While the gravitational force acting on the book is

`F=mg=(3.00 kg)(9.8 m/s^2)=29.4 N`

And the force (downward) is parallel to the displacement (downward), so the work done by gravity is

`W=Fd=(29.4 N)(12.7 m)=373.4 J`

(b) -373.4 J

The work done by the Earth on the book has been converted into kinetic energy of the book (because the book accelerates as it approaches the ground).
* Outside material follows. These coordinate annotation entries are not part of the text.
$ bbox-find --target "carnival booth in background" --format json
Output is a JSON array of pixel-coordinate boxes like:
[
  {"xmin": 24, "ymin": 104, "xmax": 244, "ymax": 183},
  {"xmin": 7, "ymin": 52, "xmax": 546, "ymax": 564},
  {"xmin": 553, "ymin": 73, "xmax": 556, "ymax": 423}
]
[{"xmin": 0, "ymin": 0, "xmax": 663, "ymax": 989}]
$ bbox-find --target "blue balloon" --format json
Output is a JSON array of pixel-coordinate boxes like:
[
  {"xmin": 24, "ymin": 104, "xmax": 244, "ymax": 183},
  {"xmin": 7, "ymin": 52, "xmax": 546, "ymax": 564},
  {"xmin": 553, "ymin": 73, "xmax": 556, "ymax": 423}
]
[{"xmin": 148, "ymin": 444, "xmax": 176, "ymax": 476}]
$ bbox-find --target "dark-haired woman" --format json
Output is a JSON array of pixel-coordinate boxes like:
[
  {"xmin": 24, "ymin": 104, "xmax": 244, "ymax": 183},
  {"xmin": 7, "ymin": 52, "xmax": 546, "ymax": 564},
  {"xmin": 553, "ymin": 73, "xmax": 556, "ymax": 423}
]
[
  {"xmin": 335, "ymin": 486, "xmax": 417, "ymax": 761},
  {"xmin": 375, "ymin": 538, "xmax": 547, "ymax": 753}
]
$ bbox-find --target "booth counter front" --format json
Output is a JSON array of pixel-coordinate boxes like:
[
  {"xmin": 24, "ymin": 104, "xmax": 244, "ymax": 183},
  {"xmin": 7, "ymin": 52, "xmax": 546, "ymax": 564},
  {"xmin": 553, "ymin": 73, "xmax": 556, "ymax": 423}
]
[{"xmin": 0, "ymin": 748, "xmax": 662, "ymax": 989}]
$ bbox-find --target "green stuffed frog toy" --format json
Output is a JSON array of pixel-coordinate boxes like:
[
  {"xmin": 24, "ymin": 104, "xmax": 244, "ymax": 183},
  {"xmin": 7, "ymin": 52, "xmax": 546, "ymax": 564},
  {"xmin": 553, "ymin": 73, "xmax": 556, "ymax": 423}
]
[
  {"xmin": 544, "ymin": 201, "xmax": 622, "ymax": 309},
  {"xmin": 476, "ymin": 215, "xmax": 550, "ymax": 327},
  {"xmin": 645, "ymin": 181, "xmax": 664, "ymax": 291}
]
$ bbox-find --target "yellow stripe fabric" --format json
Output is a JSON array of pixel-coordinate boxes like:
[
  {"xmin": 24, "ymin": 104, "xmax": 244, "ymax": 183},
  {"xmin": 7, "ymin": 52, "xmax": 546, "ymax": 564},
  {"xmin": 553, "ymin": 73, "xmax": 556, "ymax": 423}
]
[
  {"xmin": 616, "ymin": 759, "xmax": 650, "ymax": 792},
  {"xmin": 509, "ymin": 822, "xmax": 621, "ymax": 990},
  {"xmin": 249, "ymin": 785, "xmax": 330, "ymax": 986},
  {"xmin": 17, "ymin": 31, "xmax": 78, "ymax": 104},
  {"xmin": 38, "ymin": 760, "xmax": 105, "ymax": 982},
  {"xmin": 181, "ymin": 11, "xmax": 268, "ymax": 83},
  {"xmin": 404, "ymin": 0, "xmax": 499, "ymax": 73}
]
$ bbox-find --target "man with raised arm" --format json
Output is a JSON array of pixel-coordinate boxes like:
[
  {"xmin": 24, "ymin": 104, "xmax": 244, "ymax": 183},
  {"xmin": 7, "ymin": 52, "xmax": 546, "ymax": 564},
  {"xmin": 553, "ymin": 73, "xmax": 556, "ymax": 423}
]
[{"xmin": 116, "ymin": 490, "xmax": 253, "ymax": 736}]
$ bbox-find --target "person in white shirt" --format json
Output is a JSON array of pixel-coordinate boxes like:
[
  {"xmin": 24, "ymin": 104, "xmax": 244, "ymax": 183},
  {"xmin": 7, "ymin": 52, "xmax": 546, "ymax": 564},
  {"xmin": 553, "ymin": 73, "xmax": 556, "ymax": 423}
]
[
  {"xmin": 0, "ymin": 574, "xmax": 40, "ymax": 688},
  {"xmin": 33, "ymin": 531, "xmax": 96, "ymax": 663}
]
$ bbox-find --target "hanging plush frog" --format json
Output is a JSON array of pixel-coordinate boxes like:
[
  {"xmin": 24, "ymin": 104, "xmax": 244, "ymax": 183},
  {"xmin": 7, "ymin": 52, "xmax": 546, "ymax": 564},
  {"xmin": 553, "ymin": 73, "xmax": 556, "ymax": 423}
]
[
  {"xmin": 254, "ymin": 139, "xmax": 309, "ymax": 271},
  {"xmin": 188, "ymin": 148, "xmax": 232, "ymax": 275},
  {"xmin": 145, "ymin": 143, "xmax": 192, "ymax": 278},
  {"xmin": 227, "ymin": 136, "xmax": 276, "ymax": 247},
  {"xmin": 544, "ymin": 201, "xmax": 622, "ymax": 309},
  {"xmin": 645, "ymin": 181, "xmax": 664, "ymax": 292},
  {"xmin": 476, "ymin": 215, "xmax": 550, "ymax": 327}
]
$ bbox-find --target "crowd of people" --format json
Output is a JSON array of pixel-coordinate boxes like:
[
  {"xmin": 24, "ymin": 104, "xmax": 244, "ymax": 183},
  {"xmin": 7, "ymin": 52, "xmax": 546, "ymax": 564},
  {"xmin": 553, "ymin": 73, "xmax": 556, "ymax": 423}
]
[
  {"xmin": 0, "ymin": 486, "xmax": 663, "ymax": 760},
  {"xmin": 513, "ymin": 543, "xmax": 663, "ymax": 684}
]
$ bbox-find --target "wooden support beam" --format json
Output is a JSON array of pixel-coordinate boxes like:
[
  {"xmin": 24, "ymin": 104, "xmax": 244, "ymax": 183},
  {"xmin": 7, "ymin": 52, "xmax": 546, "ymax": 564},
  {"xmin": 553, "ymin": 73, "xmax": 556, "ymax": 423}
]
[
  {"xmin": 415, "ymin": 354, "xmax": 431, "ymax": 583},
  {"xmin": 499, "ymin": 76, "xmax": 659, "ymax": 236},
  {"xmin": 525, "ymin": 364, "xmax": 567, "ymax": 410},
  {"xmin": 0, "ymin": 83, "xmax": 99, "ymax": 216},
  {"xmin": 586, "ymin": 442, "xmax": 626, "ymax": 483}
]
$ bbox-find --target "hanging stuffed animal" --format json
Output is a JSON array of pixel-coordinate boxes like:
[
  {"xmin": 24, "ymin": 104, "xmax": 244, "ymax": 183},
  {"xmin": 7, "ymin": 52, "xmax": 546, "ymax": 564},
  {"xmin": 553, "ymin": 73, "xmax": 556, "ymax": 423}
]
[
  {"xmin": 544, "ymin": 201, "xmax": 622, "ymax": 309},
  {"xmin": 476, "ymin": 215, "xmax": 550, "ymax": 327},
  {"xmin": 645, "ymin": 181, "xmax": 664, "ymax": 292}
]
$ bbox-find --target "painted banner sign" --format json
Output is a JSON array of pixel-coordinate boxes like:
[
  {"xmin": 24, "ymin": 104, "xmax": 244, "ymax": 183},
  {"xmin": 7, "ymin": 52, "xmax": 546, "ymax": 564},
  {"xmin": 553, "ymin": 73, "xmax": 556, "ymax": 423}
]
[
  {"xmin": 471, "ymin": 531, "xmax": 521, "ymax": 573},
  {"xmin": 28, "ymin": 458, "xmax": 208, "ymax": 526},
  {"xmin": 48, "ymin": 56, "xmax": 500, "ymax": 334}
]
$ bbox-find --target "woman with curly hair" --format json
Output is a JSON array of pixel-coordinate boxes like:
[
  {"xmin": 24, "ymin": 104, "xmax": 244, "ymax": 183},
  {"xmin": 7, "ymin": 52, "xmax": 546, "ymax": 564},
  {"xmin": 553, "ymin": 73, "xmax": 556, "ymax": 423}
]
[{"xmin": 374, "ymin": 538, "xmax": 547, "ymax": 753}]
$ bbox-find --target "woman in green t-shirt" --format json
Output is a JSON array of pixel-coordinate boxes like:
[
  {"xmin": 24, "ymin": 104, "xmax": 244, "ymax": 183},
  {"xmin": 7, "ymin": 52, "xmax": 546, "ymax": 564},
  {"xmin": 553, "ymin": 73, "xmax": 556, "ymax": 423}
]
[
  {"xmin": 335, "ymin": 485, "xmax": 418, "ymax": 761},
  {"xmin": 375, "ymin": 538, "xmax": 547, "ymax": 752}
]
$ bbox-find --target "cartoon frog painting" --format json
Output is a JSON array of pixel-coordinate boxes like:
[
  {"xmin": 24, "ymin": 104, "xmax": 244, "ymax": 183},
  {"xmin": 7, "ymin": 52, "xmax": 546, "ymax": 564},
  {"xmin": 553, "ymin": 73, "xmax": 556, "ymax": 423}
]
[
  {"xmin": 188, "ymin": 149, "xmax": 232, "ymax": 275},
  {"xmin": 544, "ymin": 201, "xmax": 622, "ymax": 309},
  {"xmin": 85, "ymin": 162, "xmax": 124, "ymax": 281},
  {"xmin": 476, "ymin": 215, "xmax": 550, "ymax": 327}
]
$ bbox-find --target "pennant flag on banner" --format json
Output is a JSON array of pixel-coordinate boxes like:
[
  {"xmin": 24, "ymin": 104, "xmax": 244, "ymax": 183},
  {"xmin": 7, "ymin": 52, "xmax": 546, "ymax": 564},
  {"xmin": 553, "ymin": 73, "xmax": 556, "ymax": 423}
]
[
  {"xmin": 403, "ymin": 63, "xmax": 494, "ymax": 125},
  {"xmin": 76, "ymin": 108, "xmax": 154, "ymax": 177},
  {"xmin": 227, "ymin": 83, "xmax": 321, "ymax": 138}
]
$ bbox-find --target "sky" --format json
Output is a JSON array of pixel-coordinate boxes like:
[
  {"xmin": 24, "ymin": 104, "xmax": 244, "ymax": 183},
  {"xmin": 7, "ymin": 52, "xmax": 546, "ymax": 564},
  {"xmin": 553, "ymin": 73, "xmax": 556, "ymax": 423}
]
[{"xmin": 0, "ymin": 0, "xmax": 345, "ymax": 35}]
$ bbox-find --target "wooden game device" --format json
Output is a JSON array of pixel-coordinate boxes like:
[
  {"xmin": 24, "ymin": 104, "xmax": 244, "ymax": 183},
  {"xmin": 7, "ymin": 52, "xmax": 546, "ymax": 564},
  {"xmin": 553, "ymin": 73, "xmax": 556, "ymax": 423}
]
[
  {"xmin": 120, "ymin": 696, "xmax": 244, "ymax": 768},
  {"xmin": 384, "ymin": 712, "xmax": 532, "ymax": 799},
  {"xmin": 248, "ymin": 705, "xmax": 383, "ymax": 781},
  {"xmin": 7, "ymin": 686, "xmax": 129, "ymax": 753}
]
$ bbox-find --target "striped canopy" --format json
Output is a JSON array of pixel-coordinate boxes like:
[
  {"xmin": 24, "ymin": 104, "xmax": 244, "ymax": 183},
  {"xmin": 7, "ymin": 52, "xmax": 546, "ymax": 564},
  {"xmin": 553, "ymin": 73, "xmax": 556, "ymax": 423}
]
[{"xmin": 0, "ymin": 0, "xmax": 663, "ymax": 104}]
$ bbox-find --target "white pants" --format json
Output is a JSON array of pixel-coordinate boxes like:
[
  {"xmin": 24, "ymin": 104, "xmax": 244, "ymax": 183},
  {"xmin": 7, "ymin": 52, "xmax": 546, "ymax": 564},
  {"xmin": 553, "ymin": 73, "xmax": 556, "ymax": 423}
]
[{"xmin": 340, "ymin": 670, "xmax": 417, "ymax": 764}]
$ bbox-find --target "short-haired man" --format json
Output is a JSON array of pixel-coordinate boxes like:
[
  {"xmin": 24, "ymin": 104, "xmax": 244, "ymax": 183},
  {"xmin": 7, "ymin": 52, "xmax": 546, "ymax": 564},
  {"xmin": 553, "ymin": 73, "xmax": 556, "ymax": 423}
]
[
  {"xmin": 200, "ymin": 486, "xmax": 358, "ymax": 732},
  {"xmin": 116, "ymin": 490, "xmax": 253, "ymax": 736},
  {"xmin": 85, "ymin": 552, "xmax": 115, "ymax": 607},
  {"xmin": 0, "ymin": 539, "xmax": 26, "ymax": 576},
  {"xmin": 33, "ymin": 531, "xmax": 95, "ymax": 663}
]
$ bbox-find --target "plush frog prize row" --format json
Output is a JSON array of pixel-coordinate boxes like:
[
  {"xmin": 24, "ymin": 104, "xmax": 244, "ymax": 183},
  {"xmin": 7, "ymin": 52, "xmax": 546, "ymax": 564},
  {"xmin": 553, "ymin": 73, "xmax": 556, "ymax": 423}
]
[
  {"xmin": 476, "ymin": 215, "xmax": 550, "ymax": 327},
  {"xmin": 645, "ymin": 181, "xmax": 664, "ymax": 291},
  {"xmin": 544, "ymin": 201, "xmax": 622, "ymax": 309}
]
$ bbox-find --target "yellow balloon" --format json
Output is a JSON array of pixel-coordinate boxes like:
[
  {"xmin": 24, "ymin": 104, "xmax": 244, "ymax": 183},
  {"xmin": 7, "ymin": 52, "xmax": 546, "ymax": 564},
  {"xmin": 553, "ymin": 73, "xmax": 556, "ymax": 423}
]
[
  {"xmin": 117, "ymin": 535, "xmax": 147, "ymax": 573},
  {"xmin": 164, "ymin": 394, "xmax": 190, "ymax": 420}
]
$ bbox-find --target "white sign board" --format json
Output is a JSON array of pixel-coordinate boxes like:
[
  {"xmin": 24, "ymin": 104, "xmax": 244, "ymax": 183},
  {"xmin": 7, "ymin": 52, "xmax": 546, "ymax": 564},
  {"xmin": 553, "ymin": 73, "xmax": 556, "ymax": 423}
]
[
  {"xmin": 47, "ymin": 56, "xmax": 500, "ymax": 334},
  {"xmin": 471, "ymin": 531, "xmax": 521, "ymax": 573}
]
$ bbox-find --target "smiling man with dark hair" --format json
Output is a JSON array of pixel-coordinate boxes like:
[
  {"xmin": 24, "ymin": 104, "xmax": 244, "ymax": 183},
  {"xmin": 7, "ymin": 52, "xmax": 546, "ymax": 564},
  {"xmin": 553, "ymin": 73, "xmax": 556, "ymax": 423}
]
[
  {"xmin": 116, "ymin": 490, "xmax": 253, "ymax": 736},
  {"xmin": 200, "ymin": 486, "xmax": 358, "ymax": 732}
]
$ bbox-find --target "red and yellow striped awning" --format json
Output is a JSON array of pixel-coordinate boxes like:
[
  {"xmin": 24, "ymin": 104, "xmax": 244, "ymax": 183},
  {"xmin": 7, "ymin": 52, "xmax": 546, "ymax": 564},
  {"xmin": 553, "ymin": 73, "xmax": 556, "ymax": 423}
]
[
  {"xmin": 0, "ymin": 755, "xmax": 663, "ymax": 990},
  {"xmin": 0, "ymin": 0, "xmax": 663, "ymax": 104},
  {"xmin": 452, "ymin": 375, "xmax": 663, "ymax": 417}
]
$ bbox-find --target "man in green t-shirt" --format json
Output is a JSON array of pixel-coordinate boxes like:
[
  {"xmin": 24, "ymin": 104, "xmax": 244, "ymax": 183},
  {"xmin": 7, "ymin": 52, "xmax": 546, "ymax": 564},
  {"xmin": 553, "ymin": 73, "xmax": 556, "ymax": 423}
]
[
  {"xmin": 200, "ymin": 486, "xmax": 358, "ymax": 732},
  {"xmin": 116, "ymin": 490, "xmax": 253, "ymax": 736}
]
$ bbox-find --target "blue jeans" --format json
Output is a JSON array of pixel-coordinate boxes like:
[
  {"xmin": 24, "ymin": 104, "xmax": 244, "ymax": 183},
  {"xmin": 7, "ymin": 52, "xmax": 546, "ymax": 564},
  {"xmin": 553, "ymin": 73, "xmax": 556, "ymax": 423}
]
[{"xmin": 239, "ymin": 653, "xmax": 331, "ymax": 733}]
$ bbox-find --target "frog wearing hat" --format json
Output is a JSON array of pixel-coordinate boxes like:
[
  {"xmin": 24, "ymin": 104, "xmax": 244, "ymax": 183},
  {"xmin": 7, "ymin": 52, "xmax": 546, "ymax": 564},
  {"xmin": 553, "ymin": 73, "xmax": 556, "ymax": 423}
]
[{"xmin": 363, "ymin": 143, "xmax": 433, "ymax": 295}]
SInce the total mechanical energy of the Earth-book system must be conserved, this means that potential energy U has been converted into kinetic energy K: therefore, the loss in potential energy U is exactly -373.4 J.

(c) 411.6 J

The gravitational potential energy U is given by:

`U=mgh`

where m = 3.00 kg is the mass of the book, g = 9.8 m/s^2 is the gravitational acceleration, h=14.0 m is the height of the book above the reference level (the ground). Substituting,

`U=(3.00 kg)(9.8 m/s^2)(14.0 m)=411.6 J`

(d) 38.2 J

When the book reaches the hand, its height above the ground level is

h = 1.30 m

therefore, the gravitational potential energy this time is

`U=mgh=(3.00 kg)(9.8 m/s^2)(1.30 m)=38.2 J`

(e) 373.4 J

The work done by gravity does not change if we change the value of the potential energy at ground level. In fact, the work done by gravity is still calculated as before:

`W=Fd=(29.4 N)(12.7 m)=373.4 J`

(f) -373.4 J

As we did in point b), the work done by the Earth on the book has been converted into kinetic energy of the book (because the book accelerates as it approaches the ground), so the loss in potential energy is equal to the work done by gravity, and this value does not depend on the value of the potential energy at ground level, so it is still -373.4 J.

(g) 511.6 J

The gravitational potential energy U is given by:

`U=mgh+U_0`

where m = 3.00 kg is the mass of the book, g = 9.8 m/s^2 is the gravitational acceleration, h=14.0 m is the height of the book above the reference level (the ground), and
`U_0 = 100 J` is the potential energy at ground level, which must be added into the formula. Substituting,

`U=(3.00 kg)(9.8 m/s^2)(14.0 m)+100 J=511.6 J`

(h) 138.2 J

As before, we can calculate the potential energy of the book at a height of h=1.30 m, adding 100 J of energy which is the value of the potential energy at ground level. we find:

`U=mgh+U_0=(3.00 kg)(9.8 m/s^2)(1.30 m)+100 J=138.2 J`